Okay. An average 70 kg human has a lung capacity of about 6 kg. Tidal
volume -- the amount of air breathed in and out during normal
respiration -- is much lower, less than a liter.

For argument's sake, let's say the modified lungs are no longer tidal
but flow-through; the aquahuman breathes through the mouth, then expels
the water through the gill slits along the ribs. We will handwave away
the issue of blood circulation. [handwave]

Our 70 kg human needs to "breathe" 140 liters/minute at rest. That's a
full "breath" of water every 0.9 seconds.

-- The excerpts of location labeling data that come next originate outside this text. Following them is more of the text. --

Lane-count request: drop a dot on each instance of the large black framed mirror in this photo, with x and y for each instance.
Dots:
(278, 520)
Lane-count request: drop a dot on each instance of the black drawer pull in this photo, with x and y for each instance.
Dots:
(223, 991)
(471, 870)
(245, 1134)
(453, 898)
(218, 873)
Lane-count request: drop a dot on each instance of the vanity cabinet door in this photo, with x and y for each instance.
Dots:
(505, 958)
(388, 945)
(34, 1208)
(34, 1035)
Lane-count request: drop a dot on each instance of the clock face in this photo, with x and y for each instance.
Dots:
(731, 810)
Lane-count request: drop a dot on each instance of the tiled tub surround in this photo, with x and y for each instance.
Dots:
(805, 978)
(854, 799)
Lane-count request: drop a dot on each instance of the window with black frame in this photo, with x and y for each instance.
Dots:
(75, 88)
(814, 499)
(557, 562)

That sound possible, if uncomfortable. You'd be panting heavily, and
each breath would be a double lungful of water. The caloric burn just
to maintain breathing would be significant. Still, it maybe could just
barely work.

However, things get ugly fast if you try anything more active than
passive drifting with the current. A "walking" human is burning at
about 2 times rest rate. Two breaths per second... um. And a
"jogging" human, forget it.

So, a water-breathing mammal would indeed be pretty sluggish. Maybe it
could find a niche as a drifting filter feeder, but anything more
active is right out. Our poor aquahuman would spent most of his energy
simply breathing, and even very modest exertion would cause him to
instantly black out.

Hm. Okay, what about dropping body temperature?

> You don't want to do this; non-hibernating mammals don't tolerate
> hypothermia well. Brain, heart, liver and kidney perfusion is largely
> non-negotiable.

Anteaters and sloths have mildly variable core temperatures. Sloths do
fine down to 31 C, and anteaters down to 32. Naked-mole rats go down
to 30 C, but they're deeply weird. Never mind them.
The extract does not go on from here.